Alzheimer’s disease likely begins far earlier than its hallmark cognitive impairments emerge. As a result, researchers have been attempting to pinpoint biomarkers that might predict disease development in advance of clinical symptoms. One form of Alzheimer’s disease, linked to the presinelin (PSEN1) 1 E280A mutation, is autosomal dominant. Offspring of parents with an autosomal dominant mutation linked to disease have a 50-50 chance of inheriting the mutation. Because people who carry the PSEN1 mutation will develop AD, researchers at the Banner Alzheimer’s Institute in Arizona led a multiorganization investigation into potential biomarkers for AD in a group of Columbian people with high autosomal dominant AD prevalence.1
The team tested 20 PSEN1 carriers and 24 noncarriers using cerebral spinal fluid and plasma analyses, as well as structural and functional MRI to see if they could identify differences between the two groups that may lead to a diagnostic test. All subjects were between 19 and 26 at testing, ages well in advance of the usual onset of clinical AD symptoms (age 44). All tested negative for cognitive impairments.1
When given memory tasks, in terms of performance, the two groups did not differ. However, on functional MRI investigation, PSEN1 carriers exhibited greater hippocampal and parahippocampal activation when performing memory-related tasks. Increases in hippocampal activity during a memory encoding task could result from an effort to compensate for either neuronal or synaptic impairments or may possibly be due to inefficient synaptic inhibition.1
Structural MRIs performed on the two groups revealed reductions in gray matter and cortical thickness among carriers. They exhibited significantly less gray matter in bilateral parietal and parietaltemporal regions.1 The parietal lobe has been shown to play a role in recollection of episodic memory.2
The PSEN1 carriers also tested for higher levels of amyloid beta (the major component of neuronal plaques) concentrations in both CSF and blood plasma assays. It has long been recognized that elevated amyloid beta is a precursor to AD.1 Pharmaceutical companies have been attempting to formulate BACE inhibitor-class drugs, which have the potential to slow down the production of amyloid beta in the brain.3 The other interesting result was that carriers did not show elevated tau phosphorylation associated with the fibrous tendrils characteristic in AD brains.

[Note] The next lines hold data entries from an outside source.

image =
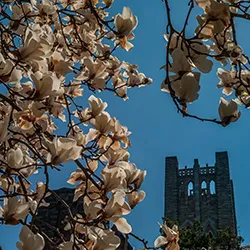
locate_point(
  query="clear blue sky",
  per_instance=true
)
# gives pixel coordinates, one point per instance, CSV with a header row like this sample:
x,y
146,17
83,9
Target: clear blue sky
x,y
159,131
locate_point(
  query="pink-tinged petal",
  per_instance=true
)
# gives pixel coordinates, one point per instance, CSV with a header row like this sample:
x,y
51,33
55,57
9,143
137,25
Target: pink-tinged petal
x,y
123,226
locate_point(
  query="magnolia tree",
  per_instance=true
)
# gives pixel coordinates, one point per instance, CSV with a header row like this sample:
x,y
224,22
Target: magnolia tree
x,y
214,39
50,50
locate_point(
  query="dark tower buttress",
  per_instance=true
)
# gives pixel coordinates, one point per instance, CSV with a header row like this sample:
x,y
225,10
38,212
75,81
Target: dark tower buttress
x,y
171,188
225,197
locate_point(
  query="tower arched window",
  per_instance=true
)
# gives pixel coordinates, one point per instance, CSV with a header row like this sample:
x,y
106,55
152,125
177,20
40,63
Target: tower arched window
x,y
190,188
203,185
212,187
203,188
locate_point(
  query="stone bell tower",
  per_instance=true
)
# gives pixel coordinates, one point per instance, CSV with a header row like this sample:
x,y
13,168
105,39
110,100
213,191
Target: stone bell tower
x,y
201,192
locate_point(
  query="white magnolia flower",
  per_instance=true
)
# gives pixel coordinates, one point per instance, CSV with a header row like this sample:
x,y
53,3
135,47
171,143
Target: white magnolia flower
x,y
108,2
103,239
170,238
228,111
37,43
227,79
8,71
46,85
117,206
135,197
180,63
186,88
125,23
63,150
97,106
14,210
66,245
29,240
15,158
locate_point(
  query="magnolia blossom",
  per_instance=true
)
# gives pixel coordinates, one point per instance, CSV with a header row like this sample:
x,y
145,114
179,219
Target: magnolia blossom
x,y
47,57
116,207
135,197
37,43
46,85
186,88
102,239
14,210
228,111
29,240
62,150
125,23
227,79
170,238
97,106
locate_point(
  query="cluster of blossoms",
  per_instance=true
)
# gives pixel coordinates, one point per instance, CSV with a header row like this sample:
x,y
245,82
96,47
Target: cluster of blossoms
x,y
214,38
50,50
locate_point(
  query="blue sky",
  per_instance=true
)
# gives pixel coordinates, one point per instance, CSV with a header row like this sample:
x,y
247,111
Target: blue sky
x,y
159,131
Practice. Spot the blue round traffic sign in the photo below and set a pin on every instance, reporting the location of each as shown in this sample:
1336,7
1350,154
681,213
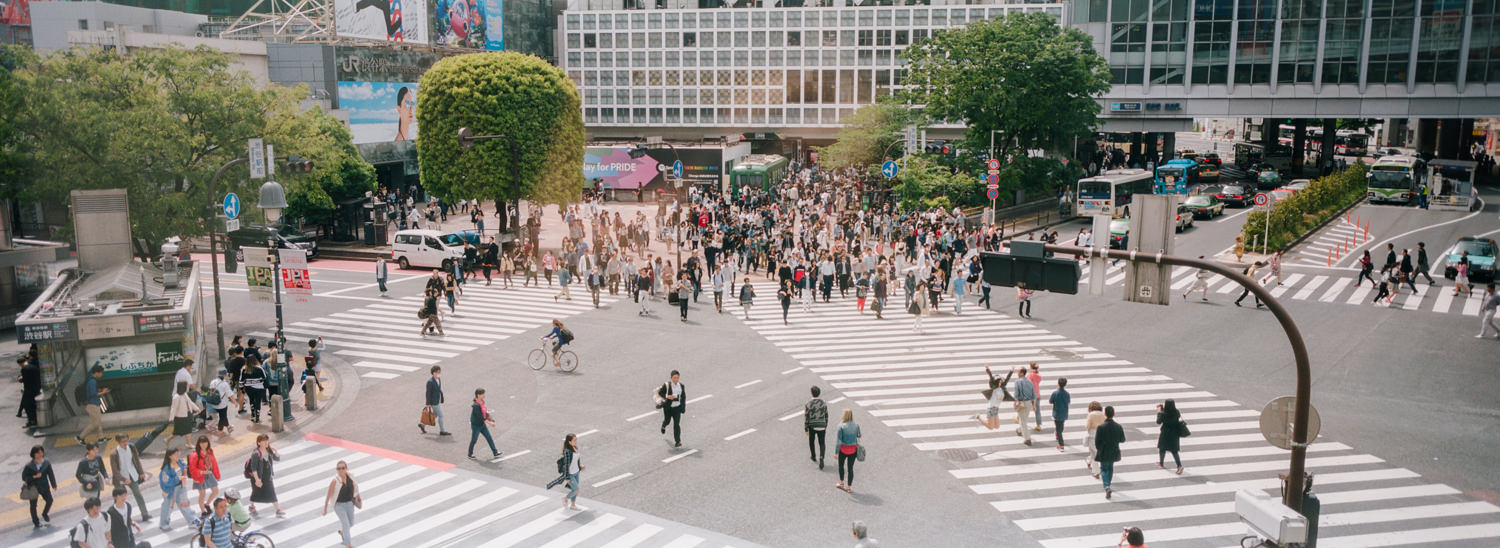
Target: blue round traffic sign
231,206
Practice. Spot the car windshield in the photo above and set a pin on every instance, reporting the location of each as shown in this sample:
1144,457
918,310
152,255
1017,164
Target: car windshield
1475,248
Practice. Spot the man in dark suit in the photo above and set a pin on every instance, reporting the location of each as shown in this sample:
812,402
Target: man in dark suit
434,401
1107,440
674,403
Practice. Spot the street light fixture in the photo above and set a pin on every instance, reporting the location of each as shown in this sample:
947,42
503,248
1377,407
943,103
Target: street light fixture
272,203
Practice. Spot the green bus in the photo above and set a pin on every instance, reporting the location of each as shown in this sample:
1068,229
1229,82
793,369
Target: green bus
1395,179
758,171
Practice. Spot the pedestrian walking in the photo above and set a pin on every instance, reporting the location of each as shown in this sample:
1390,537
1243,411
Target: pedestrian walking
918,308
203,467
122,527
90,472
479,425
746,296
1200,283
1022,301
1025,394
671,398
182,412
1059,401
569,466
38,482
1169,440
1365,267
684,292
263,475
173,479
815,422
1487,320
381,275
1091,424
848,440
434,401
93,403
344,493
1107,442
1250,272
128,473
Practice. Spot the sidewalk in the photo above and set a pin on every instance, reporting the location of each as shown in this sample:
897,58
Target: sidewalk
65,452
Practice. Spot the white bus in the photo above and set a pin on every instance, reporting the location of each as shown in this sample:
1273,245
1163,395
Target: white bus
1110,192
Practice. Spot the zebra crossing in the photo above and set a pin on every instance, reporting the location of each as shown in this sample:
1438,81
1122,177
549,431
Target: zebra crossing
383,341
413,502
927,388
1323,289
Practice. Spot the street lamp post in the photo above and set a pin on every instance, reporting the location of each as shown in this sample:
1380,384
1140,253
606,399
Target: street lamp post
272,201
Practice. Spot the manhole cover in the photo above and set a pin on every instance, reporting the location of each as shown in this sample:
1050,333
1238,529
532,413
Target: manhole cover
959,455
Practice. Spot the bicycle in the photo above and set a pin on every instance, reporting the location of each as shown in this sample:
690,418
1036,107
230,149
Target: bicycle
539,358
246,539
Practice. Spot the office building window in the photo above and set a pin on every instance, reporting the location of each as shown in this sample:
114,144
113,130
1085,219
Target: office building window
1299,33
1484,44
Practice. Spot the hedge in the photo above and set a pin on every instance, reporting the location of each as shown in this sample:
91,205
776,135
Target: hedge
1307,207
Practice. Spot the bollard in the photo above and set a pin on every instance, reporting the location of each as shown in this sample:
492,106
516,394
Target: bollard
309,389
276,413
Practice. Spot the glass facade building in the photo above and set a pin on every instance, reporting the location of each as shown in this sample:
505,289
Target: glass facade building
755,66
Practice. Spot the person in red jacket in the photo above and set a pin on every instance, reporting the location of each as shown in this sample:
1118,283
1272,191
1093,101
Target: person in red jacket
204,470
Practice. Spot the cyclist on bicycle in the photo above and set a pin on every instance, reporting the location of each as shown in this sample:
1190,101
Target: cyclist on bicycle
560,337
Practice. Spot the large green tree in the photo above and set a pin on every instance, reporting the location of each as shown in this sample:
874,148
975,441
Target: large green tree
1023,75
500,93
159,123
864,137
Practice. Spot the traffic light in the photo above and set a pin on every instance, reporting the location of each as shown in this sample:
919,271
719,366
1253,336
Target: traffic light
1025,263
296,164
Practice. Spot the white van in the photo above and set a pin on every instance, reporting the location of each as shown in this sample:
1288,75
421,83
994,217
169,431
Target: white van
425,248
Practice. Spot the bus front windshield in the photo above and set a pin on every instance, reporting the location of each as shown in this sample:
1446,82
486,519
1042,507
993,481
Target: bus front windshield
1389,179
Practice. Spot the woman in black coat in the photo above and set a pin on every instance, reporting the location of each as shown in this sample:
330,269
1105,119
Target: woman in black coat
1170,437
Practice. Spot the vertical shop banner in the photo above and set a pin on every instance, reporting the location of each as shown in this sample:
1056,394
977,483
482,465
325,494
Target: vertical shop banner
294,275
258,275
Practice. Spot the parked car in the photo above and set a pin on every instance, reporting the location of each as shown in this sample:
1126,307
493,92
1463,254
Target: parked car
1119,233
1235,194
1184,218
1203,206
425,248
258,236
1481,258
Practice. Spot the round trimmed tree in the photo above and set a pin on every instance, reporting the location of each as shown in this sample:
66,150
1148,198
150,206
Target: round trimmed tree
500,93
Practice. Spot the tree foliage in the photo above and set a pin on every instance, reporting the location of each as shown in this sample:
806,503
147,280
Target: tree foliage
159,123
864,137
1023,75
500,93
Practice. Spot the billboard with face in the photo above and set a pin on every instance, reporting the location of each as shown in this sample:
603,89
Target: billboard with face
381,20
380,111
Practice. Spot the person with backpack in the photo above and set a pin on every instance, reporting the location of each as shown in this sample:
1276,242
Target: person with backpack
38,476
261,473
203,467
123,529
173,479
560,337
569,467
93,529
815,422
344,493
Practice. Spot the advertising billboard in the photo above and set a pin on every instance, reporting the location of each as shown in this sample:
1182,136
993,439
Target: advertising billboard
468,24
380,111
381,20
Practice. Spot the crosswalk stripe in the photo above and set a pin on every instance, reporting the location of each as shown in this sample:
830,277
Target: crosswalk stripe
1307,290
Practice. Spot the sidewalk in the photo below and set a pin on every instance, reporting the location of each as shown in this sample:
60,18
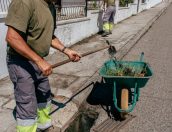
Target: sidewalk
68,79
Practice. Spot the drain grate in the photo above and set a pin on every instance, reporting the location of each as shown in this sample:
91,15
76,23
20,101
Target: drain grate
110,125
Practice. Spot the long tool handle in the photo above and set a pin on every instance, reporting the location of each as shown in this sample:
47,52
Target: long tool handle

The results of this study indicate that more than 20 years prior to clinical AD onset, structural and functional brain and fluid alterations are associated with the PSEN1 mutation.1 Alzheimer’s researchers have long held the belief that physiological alterations occur well before clinical systems. Because early detection is key to treatment for all forms of Alzheimer’s, it is possible that this information from the PSEN1 study is true for other forms. For people with the PSEN1 mutation, treatment regimens might begin early in adulthood. And, in the future, the structural and functional targets may form targets for other interventions. Lastly, this study confirms that elevated AB is an accurate biomarker for AD much earlier than previously determined.1
1. Reiman, E., et al. (2012) ‘Brain imaging and fluid biomarker analysis in young adults at genetic risk for autosomal dominant Alzheimer’s disease in the presenilin 1 E280A kindred: A case-control study‘, The Lancet, Neurology, 11 (12), (pp. 1048-56)
2. Berryhill, M.E. (2007) ‘Parietal lobe and episodic memory: Bilateral damage causes impaired free recall of autobiographical memory‘, Journal of Neuroscience, 27 (52), (pp. 14415-14423)
3. Johnson, L. 2012 ‘New drug studies offer patients hope of treatment to slow Alzheimer’s within several years‘, The Vancouver Sun, December 4, 2012. 8:25 a.m.